Le genre gnaoui, considéré aujourd'hui à juste titre comme un art entier, que réclament et s'arrachent les scènes nationales et mondiales, a fait son apparition, selon diverses sources historiques, à l'époque des Almohades par la voie forcée de l'esclavage où des milliers de Subsahariens notamment des Maliens, Nigériens et Guinéens ont été ramenés pour servir comme ouvriers dans les différents chantiers du même empire et spécialement comme menuisiers, forgerons, puisatiers, etc. Ces personnes, selon le journaliste marocain Mohamed Chenoufi, étaient la plupart du temps tenus en marge de la société.

Le soir, après une dure journée de travail, pour se distraire, ils organisent des soirées entre confrérie ou les sons du goumbri, des karkabous et les danses qui mènent à la transe leur permettaient d'oublier leurs conditions, tout cela en invoquant Allah, le Tout-Puissant, et les différents saints.

Les premiers Gnaouis de cette époque, tant en Algérie qu'au Maroc, étaient très connus en qualité d'habiles musiciens d'où leur popularité, et les gens faisaient appel à leurs airs et à leurs couleurs pour animer les fêtes de familles ou pour de longues nuits de transe thérapeutique; cela se passait uniquement dans les milieux populaires, ce qui a permis à ce genre de faire son chemin et enrichir les traditions musicales du Maghreb, souligne-t-il.

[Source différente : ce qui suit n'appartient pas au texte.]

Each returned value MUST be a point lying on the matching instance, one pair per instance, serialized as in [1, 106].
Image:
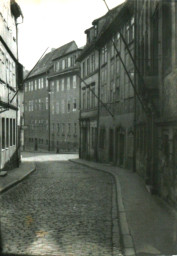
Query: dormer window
[88, 37]
[95, 30]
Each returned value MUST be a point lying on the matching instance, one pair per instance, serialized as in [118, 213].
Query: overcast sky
[52, 23]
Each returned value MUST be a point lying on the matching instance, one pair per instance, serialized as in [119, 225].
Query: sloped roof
[63, 50]
[46, 62]
[103, 23]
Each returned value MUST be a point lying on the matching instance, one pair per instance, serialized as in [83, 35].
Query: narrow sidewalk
[148, 225]
[16, 175]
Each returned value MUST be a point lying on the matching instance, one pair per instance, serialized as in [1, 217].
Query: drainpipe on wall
[49, 92]
[79, 117]
[135, 83]
[98, 115]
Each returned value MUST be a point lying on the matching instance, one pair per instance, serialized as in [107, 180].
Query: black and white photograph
[88, 127]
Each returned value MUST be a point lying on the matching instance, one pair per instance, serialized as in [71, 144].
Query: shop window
[102, 138]
[3, 133]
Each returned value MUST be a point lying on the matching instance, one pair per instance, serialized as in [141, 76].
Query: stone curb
[15, 182]
[127, 240]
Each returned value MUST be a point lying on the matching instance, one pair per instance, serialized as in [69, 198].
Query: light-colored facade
[52, 102]
[11, 76]
[107, 131]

Les premiers fondateurs de la confrérie des Gnaoua sont des esclaves islamisés des groupes de Bambaras, Haoussa et d'autres ethnies africaines, qui furent rejoints plus tard par des adeptes autochtones berbères et arabes, ce qui renforcera le rayonnement populaire du genre à travers le Maghreb et donnant une dimension religieuse aux chants et pratiques qui avaient, quelque peu auparavant, un rite païen.

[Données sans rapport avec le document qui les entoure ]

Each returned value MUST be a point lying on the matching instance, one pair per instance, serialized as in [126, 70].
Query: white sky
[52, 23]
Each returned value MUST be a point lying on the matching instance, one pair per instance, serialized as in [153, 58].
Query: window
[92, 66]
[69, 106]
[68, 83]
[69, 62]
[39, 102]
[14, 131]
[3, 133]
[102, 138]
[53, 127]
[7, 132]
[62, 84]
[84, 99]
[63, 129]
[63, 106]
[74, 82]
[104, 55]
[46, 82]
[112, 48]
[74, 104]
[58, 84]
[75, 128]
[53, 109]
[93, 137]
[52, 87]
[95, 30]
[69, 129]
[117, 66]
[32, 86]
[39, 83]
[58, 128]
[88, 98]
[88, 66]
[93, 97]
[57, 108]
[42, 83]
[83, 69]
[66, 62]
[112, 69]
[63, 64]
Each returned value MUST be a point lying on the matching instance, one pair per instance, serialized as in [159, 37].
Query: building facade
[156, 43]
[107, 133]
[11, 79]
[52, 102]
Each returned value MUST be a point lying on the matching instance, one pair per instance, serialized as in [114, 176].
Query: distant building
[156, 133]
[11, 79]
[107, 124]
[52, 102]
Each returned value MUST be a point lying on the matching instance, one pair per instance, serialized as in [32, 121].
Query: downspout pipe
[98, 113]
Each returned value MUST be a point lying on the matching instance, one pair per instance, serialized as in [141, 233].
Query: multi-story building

Ce métissage est palpable, aujourd'hui, à travers les textes chantés appelés bordj par les Gnaouis, car on trouve dedans de l'arabe dialectale, le berbère, Haoussa et d'autres langues africaines intraduisibles par les adeptes du gnaoui eux-mêmes, signale Hanane Aïcha Abdelmalek, professeur de français et chercheuse en patrimoine populaire à l'université de Sidi Bel-Abbès.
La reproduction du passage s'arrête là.